Question

I have 2 tables: mailings and form_responses. The form_responses table has a foreign key with the mailings table, so a mailing has one-to-many form_responses. What I want to do is calculate mailing stats: per mailing get total form_responses and when the last form_response was received. I want to return the first 20 mailings that have last received a form_response.
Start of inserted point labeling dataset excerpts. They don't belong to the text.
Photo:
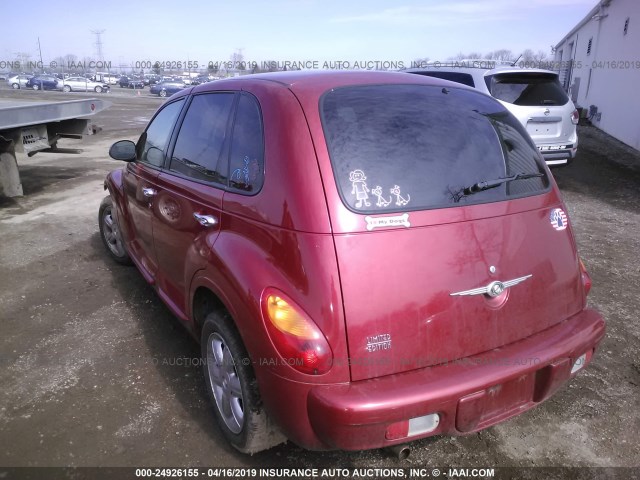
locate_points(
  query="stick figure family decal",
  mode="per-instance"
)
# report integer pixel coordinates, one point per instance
(361, 191)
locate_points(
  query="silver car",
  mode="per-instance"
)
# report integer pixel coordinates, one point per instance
(82, 84)
(534, 96)
(18, 81)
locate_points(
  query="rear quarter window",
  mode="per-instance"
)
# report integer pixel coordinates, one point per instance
(398, 148)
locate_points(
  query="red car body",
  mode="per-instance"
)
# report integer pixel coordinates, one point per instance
(404, 343)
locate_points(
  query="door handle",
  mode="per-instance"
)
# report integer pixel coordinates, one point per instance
(205, 220)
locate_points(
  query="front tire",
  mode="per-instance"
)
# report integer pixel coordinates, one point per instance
(233, 389)
(110, 232)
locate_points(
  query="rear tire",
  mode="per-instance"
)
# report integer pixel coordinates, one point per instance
(110, 232)
(233, 389)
But when it has to query 50k+ rows, the query gets really slow.

mailings (~100k rows)

    Column    |            Type             |                     Modifiers                     
--------------+-----------------------------+---------------------------------------------------
 id           | integer                     | pkey
 project_id   | integer                     | not null
 deleted      | boolean                     |
 active       | boolean                     |
 created_at   | timestamp with time zone    | 

Indexes:
 "mailings_pkey" PRIMARY KEY, btree (id)
 "mailing_on_project_id_where_not_deleted_and_active" btree (project_id) (WHERE deleted IS NOT true AND active IS TRUE)
 + individual indexes on almost all columns

form_responses (~6m rows)

    Column    |            Type             |                     Modifiers                     
--------------+-----------------------------+---------------------------------------------------
 id           | integer                     | pkey
 project_id   | integer                     | not null
 mailing_id   | integer                     | 
 deleted      | boolean                     |
 is_unanswered| boolean                     |
 created_at   | timestamp with time zone    | 

Indexes:
 "form_responses_pkey" PRIMARY KEY, btree (id)
 "form_responses_on_pid_cr_time_where_not_del_not_is_unans" btree (project_id, created_time) (WHERE deleted IS NOT true AND is_uanswered IS NOT TRUE)
 + individual indexes on almost all columns

I want to get the mailing stats of a project (id=1), within a date range. I only want the stats of mailings that are not deleted and active and only count non deleted responses.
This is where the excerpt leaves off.